In [1]:
!pip install river



In [2]:
!pip install -U numpy



* Use UCBRegressor to select the best learning rate for a linear regression model.
* The same pattern can be used more generally to select between any set of (online) regression models.

In [3]:
from river import compose
from river import linear_model
from river import preprocessing
from river import optim
models = [
          compose.Pipeline(
              preprocessing.StandardScaler(),
              linear_model.LinearRegression(optimizer=optim.SGD(lr=lr))
          )
          for lr in [1e-4, 1e-3, 1e-2, 1e-1]
]

* Build and evaluate models on the TrumpApproval dataset.

In [4]:
from river import datasets
dataset = datasets.TrumpApproval()

* Apply the UCB bandit, which calculates reward for regression models.

In [5]:
from river.expert import UCBRegressor
bandit = UCBRegressor(models=models, seed=1)

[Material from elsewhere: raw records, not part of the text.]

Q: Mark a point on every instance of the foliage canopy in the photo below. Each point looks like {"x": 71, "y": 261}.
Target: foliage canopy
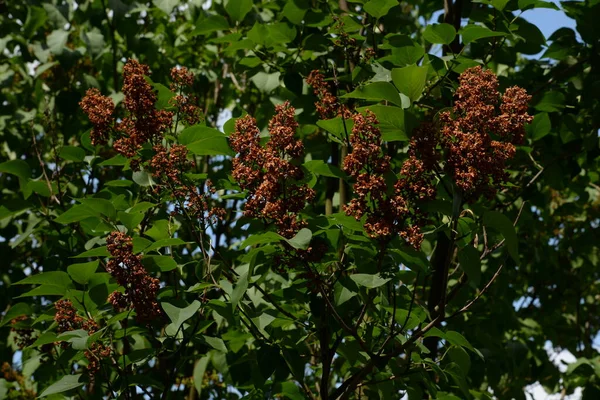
{"x": 297, "y": 199}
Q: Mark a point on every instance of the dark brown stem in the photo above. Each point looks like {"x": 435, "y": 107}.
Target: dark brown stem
{"x": 111, "y": 30}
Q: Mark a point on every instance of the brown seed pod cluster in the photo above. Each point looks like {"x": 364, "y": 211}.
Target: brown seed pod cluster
{"x": 127, "y": 269}
{"x": 386, "y": 213}
{"x": 24, "y": 336}
{"x": 479, "y": 136}
{"x": 273, "y": 182}
{"x": 67, "y": 319}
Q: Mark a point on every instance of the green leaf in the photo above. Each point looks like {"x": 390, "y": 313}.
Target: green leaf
{"x": 539, "y": 127}
{"x": 457, "y": 339}
{"x": 16, "y": 310}
{"x": 45, "y": 290}
{"x": 97, "y": 252}
{"x": 295, "y": 10}
{"x": 391, "y": 122}
{"x": 141, "y": 207}
{"x": 471, "y": 33}
{"x": 239, "y": 290}
{"x": 56, "y": 278}
{"x": 164, "y": 97}
{"x": 142, "y": 178}
{"x": 179, "y": 315}
{"x": 130, "y": 220}
{"x": 369, "y": 281}
{"x": 164, "y": 243}
{"x": 140, "y": 244}
{"x": 551, "y": 101}
{"x": 166, "y": 5}
{"x": 161, "y": 229}
{"x": 342, "y": 294}
{"x": 216, "y": 343}
{"x": 301, "y": 240}
{"x": 40, "y": 187}
{"x": 102, "y": 206}
{"x": 469, "y": 260}
{"x": 72, "y": 153}
{"x": 64, "y": 384}
{"x": 162, "y": 263}
{"x": 78, "y": 338}
{"x": 16, "y": 167}
{"x": 57, "y": 40}
{"x": 273, "y": 34}
{"x": 45, "y": 338}
{"x": 81, "y": 273}
{"x": 410, "y": 80}
{"x": 497, "y": 4}
{"x": 379, "y": 8}
{"x": 319, "y": 167}
{"x": 36, "y": 18}
{"x": 502, "y": 224}
{"x": 266, "y": 83}
{"x": 439, "y": 33}
{"x": 210, "y": 24}
{"x": 529, "y": 4}
{"x": 119, "y": 183}
{"x": 376, "y": 91}
{"x": 338, "y": 127}
{"x": 404, "y": 50}
{"x": 204, "y": 141}
{"x": 76, "y": 213}
{"x": 261, "y": 238}
{"x": 237, "y": 9}
{"x": 198, "y": 374}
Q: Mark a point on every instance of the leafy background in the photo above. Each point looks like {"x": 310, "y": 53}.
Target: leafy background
{"x": 253, "y": 335}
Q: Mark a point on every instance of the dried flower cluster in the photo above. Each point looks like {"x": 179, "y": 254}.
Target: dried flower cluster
{"x": 23, "y": 334}
{"x": 169, "y": 167}
{"x": 99, "y": 110}
{"x": 18, "y": 390}
{"x": 144, "y": 122}
{"x": 186, "y": 109}
{"x": 127, "y": 269}
{"x": 386, "y": 213}
{"x": 67, "y": 319}
{"x": 327, "y": 105}
{"x": 275, "y": 192}
{"x": 477, "y": 162}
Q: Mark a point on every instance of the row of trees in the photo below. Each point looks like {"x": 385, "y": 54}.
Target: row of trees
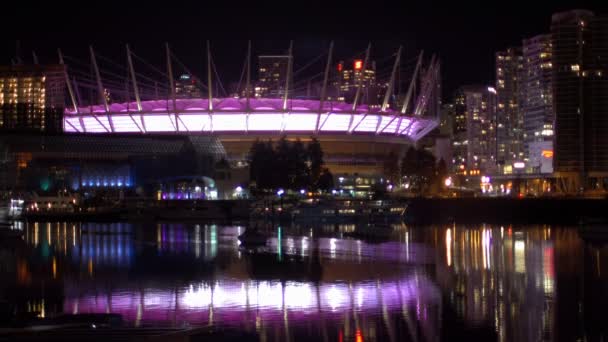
{"x": 418, "y": 168}
{"x": 288, "y": 165}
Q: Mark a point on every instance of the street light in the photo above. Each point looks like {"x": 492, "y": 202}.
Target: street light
{"x": 448, "y": 182}
{"x": 280, "y": 192}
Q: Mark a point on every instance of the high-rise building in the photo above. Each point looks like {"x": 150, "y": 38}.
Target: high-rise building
{"x": 509, "y": 119}
{"x": 351, "y": 76}
{"x": 187, "y": 87}
{"x": 580, "y": 98}
{"x": 474, "y": 145}
{"x": 537, "y": 104}
{"x": 32, "y": 97}
{"x": 272, "y": 73}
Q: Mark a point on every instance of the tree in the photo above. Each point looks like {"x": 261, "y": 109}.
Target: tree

* The bandit provides methods to train its models in an online fashion.

In [6]:
for x, y in dataset:
  bandit = bandit.learn_one(x=x, y=y)

* Inspect the number of times (as a percentage) each arm has been pulled.
* The percentages for the four models are as follows.

In [7]:
for model, pct in zip(bandit.models, bandit.percentage_pulled):
  lr = model["LinearRegression"].optimizer.learning_rate
  print(f"{lr:.1e} — {pct:.2%}")

1.0e-04 — 2.45%
1.0e-03 — 2.45%
1.0e-02 — 92.25%
1.0e-01 — 2.85%


* Look at the average reward of each model.
* The reward is as follows.

In [8]:
for model, avg in zip(bandit.models, bandit.average_reward):
  lr = model["LinearRegression"].optimizer.learning_rate
  print(f"{lr:.1e} — {avg:.2f}")

1.0e-04 — 0.00
1.0e-03 — 0.00
1.0e-02 — 0.74
1.0e-01 — 0.05


* Select the best model (the one with the highest average reward).

In [9]:
best_model = bandit.best_model

* The learning rate chosen by the bandit is

In [10]:
best_model["LinearRegression"].intercept_lr.learning_rate

0.01